緊急事態に対する備え及び対応(5.7)/ISO22000
ISO22000:2005規格の5項「経営者の責任」:
5.7項「緊急事態に対する備え及び対応」においての要求事項の詳細は、日本規格協会の対訳本をご参照下さい。
この要求事項の解説:
ここでは、トップマネジメントは、組織において発生する可能性がある緊急事態及び事故を組織のフードチェーンにおける役割にふさわしい形で管理する手順を確立・実施・維持することが求められています。
ここの要求事項は、ISO14001:2004規格の4.4.7項「緊急事態の準備及び対応」の食品安全版として考えて良いかと思われます。
フードチェーン組織におけるリスク管理の要求項の一つになります。
また組織のCSRにもつながる内容になります。
したがって、まずトップマネジメントが中心となって、組織のフードチェーンにおける役割を考慮して、想定される潜在的な緊急事態の可能性を明確にすること。

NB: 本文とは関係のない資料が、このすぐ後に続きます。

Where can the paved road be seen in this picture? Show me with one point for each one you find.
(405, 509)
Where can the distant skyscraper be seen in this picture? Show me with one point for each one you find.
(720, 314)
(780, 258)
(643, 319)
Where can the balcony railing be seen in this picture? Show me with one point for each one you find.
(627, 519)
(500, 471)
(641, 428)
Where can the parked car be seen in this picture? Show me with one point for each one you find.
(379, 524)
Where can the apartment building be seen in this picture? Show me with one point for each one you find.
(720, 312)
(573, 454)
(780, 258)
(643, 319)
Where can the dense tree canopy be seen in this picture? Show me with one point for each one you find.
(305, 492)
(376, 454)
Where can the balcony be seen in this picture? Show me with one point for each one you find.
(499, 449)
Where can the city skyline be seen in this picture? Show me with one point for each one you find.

次に、明確にした緊急事態に対してどうすればその発生の可能性を減らすことができるかの方策を手順として確立しておくことが『備え』になります。
また万が一、緊急事態が起こった際には、『対応』として食品・安全の観点からどのような応急的処置をとるか、また手順の見直し改定ならびに再発を防止するためどのように恒久的処置を進めていくかなどを手順に定めておくことが必要です。
緊急事態には、潜在的なもので、例えば、新たに判明した食品安全ハザード、火事、洪水、生産機械の破損、停電、ガス・石油などのエネルギーの停止、バイオテロ、交通事故、近隣環境の汚染なども意識しておくことが含まれます。